That was one of the few parallels with the coming final competition for the 162-year old trophy between Oracle Team USA and Emirates Team New Zealand that starts September 7.
The crews in the Youth America's Cup are the best up-and-coming yachtsmen in each country. That made it easy to root for a boat and offered an alternative high-thrill spectacle to the racing that led up to the main two-boat event, which has been plagued by mishaps and controversy.
American Youth Sailing Force, one of two US teams, established an early lead to win the first of two races on Sunday on San Francisco's gusty bay in the first ever youth-version of the America's Cup.
Full Metal Jacket Racing, one of two teams from New Zealand, won an action-packed second race, with Swedish Youth Challenge taking second place after a close fight against the second New Zealand crew - NZL Sailing Team - and France's Next World Energy.
Participants in the Youth America's Cup are rising stars in competitive sailing, many of them Olympic athletes. All are between 19 and 24 years old. Unlike in the America's Cup regatta that started in July and culminates in September, sailors in the youth regatta must hold passports for the countries where their teams are based.
Teams in the Youth America's Cup are sailing high-tech, 45-foot catamarans called AC45s, smaller versions of the 72 footers called AC72s that are sailed in the America's Cup regatta.
The AC45s are one designs built by one boatyard in New Zealand. They share the same design, weight and sail plan. The team graphics and crews set them apart. The AC72 is a box rule, leaving room for the teams to build what they hope will be the fastest boat, while conforming to strict length, beam and sail height rules.
While races in the America's Cup are a match between two boats going head to head, the Youth Cup, which continues through Wednesday, is fleet racing, with all teams competing at once.
Full Metal Jacket skipper Will Tiller said that having 10 boats competing at once made for crowded sailing and difficult maneuvering on Sunday.
"You've got to scrap for every position. The boys have to really fight hard on the boat to execute the maneuvers. There's a lot of physical work out there," he said.
Organizers hope that establishing a youth version of the America's Cup will give young participants a direct line to eventually join America's Cup teams.
When software billionaire Larry Ellison's Oracle team won the Cup in 2010, it gained the right to set certain rules. Ellison chose to defend the trophy in his home waters, the windy San Francisco Bay.

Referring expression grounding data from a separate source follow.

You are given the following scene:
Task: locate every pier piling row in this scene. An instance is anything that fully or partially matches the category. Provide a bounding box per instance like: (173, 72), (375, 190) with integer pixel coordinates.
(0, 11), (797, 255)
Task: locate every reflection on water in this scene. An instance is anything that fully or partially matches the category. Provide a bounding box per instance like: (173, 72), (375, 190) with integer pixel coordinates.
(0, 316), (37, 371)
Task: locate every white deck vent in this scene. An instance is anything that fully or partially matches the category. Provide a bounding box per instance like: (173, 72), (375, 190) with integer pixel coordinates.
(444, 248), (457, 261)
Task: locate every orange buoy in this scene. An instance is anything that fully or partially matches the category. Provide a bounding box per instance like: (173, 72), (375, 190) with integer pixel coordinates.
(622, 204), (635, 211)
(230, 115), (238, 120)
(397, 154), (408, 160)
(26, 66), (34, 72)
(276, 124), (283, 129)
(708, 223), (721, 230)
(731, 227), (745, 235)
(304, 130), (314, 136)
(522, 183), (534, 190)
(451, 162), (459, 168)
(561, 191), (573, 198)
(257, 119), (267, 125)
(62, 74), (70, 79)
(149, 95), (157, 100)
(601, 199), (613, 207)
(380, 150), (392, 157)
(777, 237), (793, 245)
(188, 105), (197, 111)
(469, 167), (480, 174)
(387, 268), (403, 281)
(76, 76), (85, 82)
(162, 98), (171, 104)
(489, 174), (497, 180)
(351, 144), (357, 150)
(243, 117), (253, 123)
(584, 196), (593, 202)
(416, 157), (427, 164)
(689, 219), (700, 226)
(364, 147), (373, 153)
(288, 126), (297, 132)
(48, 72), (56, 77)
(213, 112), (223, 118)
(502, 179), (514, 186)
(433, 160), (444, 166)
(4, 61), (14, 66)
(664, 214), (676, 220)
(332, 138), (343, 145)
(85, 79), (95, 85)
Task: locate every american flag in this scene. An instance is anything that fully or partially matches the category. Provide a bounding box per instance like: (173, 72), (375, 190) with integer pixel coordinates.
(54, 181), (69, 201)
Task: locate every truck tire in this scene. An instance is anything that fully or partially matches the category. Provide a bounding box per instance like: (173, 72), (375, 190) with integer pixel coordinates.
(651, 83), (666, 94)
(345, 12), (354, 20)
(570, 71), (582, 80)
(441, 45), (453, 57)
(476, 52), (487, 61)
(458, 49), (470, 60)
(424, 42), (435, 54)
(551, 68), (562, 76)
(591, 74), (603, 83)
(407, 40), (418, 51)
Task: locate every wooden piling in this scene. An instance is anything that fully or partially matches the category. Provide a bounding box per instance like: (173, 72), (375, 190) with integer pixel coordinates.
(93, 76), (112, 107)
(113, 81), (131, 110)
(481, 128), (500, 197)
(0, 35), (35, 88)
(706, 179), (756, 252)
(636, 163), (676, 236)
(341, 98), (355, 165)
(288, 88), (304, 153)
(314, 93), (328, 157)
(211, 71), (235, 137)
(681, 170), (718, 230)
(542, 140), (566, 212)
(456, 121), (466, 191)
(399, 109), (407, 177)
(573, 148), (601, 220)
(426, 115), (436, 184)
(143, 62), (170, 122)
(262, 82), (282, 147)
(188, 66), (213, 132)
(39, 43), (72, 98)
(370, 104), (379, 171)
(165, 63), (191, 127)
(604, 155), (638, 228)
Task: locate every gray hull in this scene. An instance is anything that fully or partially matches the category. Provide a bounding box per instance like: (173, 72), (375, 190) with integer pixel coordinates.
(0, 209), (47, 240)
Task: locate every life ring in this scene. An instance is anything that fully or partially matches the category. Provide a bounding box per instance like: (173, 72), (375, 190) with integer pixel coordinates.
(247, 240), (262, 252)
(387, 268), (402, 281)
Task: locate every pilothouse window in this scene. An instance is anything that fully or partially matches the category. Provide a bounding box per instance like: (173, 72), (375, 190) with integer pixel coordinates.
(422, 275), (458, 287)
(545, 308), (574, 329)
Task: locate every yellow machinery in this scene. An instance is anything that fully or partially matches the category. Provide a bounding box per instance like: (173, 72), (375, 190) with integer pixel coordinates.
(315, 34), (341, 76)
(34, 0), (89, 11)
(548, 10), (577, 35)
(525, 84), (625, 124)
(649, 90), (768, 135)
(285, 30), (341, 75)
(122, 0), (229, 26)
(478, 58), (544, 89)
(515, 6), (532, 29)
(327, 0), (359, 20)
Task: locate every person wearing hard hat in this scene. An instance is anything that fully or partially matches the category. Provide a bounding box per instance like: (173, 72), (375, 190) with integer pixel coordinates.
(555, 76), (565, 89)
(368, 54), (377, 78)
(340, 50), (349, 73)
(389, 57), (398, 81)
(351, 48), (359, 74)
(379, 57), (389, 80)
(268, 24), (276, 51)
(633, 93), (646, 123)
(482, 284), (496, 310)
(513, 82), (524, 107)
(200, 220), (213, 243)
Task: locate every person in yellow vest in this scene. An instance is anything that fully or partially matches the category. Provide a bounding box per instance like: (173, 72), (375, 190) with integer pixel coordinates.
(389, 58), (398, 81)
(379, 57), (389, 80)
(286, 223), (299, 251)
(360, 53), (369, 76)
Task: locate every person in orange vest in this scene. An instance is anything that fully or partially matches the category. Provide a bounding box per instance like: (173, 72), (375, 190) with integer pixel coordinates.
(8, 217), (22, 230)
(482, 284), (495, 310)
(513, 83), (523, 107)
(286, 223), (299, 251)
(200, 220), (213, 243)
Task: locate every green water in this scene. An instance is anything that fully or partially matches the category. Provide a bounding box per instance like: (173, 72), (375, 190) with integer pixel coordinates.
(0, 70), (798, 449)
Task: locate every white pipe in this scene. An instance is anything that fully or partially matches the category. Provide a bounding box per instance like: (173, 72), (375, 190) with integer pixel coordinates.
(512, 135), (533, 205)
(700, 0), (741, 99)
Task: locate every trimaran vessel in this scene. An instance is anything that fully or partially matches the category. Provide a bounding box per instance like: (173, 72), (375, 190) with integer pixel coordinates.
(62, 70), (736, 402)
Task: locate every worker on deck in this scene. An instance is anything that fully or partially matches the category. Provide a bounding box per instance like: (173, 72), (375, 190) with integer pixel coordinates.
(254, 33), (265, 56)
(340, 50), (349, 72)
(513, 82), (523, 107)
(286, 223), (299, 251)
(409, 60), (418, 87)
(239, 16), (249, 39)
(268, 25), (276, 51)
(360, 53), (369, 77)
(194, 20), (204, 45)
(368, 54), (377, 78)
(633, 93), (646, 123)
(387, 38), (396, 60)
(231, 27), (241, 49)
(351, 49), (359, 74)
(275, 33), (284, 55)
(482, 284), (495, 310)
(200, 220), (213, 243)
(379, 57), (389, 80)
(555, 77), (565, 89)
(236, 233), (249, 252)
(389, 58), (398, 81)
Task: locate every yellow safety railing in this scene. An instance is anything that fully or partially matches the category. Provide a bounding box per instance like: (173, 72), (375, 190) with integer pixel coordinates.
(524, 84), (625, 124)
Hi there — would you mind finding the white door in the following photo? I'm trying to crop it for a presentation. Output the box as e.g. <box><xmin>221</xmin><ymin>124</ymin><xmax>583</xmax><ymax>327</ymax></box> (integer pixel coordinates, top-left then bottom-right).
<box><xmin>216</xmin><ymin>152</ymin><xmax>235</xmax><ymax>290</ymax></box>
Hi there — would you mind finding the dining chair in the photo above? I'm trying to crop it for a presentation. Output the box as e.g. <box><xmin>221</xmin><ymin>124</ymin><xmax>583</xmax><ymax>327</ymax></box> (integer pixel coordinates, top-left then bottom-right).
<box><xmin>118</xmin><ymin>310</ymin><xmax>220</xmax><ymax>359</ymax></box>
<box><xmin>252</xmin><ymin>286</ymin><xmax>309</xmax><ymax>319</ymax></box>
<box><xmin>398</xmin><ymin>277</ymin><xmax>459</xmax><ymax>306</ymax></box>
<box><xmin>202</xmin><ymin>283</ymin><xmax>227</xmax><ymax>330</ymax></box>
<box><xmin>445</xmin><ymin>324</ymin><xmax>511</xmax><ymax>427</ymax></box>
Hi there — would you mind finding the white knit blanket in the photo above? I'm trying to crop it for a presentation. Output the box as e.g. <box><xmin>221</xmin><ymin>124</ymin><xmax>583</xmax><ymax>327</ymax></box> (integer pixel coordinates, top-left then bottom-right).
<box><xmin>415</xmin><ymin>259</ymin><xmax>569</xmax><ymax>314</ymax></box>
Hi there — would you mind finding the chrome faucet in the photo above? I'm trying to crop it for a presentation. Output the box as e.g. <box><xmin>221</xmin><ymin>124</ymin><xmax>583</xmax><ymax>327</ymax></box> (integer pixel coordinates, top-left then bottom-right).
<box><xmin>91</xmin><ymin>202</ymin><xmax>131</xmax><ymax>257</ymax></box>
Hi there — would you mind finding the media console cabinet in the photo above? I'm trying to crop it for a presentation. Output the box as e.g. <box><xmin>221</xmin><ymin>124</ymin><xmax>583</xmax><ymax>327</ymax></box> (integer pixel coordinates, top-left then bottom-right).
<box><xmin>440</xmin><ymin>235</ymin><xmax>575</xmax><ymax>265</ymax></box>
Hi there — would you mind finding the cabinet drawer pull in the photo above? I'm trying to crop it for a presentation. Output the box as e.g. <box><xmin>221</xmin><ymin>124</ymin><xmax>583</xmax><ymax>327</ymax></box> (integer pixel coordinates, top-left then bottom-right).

Ellison's team came up with the idea for the 72-foot cats, which can hydrofoil across the waves at 50 miles per hour but are extremely fragile and hard to handle. That the twin-hulled boats were dangerous became tragically clear in May, when a sailor was killed in the capsize of an Artemis Racing AC72.
In the wake of that accident, teams and organizers briefly considered switching to the smaller AC45s but discarded the idea in favor of other measures to make racing with the AC72s safer.
The radical design of the AC72s helped push the cost of fielding a strong challenge in the America's Cup above the $100 million mark, and the number of teams dwindled from the 12 to 15 originally anticipated to just four.
After the accident Sweden's Artemis needed time to prepare a second AC72 and missed all but four of its scheduled races in the Louis Vuitton Cup challenger selection series. That led to several one-boat races that were a disappointment to spectators as Italy's Luna Rossa Challenge and Emirates Team New Zealand sailed the course alone to win points necessary to advance.
New Zealand, which easily dominated Luna Rossa and Artemis to win the Louis Vuitton Cup on August 25, will now attempt to wrest the coveted trophy from Oracle in a series of 17 races starting on Saturday.
If New Zealand wins the Cup, team managing director Grant Dalton has said he will use the defender's right to set rules to force teams in the next America's Cup to use sailors from their home countries.
Such a nationality rule existed from 1980 to 2003 and for decades before that there was a tradition of boats, crews and designers being from the same country.